La madurez no consiste en abandonar los sentimientos, sino en ponerlos al servicio de la verdad y no por encima de ella. Sentir es parte de la vida; pero dejar de pensar para no molestar lo que se siente, es una forma lenta de destrucción espiritual. El activista estadounidense, Ambrose Redmoon, escribió: “No es valiente el que no tiene miedo, sino el que sabe que hay cosas más importantes que el miedo” (No Peaceful Warriors!, 1991). En nuestra época, entre esas cosas más importantes está el pensamiento libre.

Pensar, hoy, exige coraje: no sólo intelectual, sino moral. Porque no pensar es cómodo, pero pensar es quizás el acto más adulto que nos queda en un mundo que prefiere emociones pasteurizadas y obediencia afectiva. Quien piensa de verdad está dispuesto a perder afectos, aplausos y seguridades. Pero gana algo mucho más grande: la posibilidad de vivir con la luz apagada y la conciencia encendida.

Conclusión: amar la verdad es amar la libertad

Pensar no es lo contrario de sentir. Pero sí es su límite necesario. Una cultura donde nadie puede decir la verdad por miedo a herir, tarde o temprano se convierte en una cultura donde nadie puede amar de verdad. Porque el amor también exige decir lo difícil, mirar lo que duele, abrazar lo que no siempre es amable.

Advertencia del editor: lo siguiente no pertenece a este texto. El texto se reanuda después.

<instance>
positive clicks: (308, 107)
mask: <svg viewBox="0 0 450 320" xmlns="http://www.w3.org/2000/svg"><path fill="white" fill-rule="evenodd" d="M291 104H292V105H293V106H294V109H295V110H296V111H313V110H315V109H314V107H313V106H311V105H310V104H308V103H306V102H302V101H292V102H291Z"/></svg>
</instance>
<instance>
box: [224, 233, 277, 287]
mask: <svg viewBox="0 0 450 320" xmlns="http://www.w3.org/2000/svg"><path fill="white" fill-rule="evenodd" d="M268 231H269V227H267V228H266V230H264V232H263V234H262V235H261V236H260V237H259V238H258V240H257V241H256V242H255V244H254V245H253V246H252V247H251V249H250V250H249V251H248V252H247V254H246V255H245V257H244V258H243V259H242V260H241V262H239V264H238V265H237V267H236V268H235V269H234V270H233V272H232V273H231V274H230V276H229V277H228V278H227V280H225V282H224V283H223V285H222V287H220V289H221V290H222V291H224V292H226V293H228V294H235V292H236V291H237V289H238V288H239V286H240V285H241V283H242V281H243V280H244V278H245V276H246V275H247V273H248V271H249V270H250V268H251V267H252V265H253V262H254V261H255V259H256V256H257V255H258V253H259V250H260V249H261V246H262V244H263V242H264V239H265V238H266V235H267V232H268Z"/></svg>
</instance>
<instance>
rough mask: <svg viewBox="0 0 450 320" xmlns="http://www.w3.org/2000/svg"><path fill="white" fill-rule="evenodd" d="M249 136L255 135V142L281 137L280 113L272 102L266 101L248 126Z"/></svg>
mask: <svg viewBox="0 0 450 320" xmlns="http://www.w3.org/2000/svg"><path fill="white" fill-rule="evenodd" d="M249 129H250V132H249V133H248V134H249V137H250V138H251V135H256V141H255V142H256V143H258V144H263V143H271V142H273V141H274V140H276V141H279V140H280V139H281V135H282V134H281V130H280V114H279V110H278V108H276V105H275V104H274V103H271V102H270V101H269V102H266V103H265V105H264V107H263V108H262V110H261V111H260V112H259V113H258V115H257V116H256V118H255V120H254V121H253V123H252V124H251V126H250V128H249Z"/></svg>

Buscar la verdad, con valentía y con humildad, no es un ejercicio de soberbia racional. Es una forma profunda de amor: hacia lo real, hacia los otros, hacia uno mismo. Porque sólo quien se atreve a pensar puede también comprender, perdonar y amar.

Y por eso, tal vez ha llegado el momento de apagar la luz con la que pretendemos protegernos, y aprender a caminar en la noche como adultos: con fe, con razón, con humor, con coraje. Sin embargo, es apropiado decir algo: decir la verdad es no ofender, no humillar, no denigrar. Habrá quienes estén dispuestos a escuchar y a entablar un diálogo, habrá quienes no. Uno decide si se queda o se va. Uno decide si ver el stand up de alguien como Jimmy Carr o mejor ver una novela turca.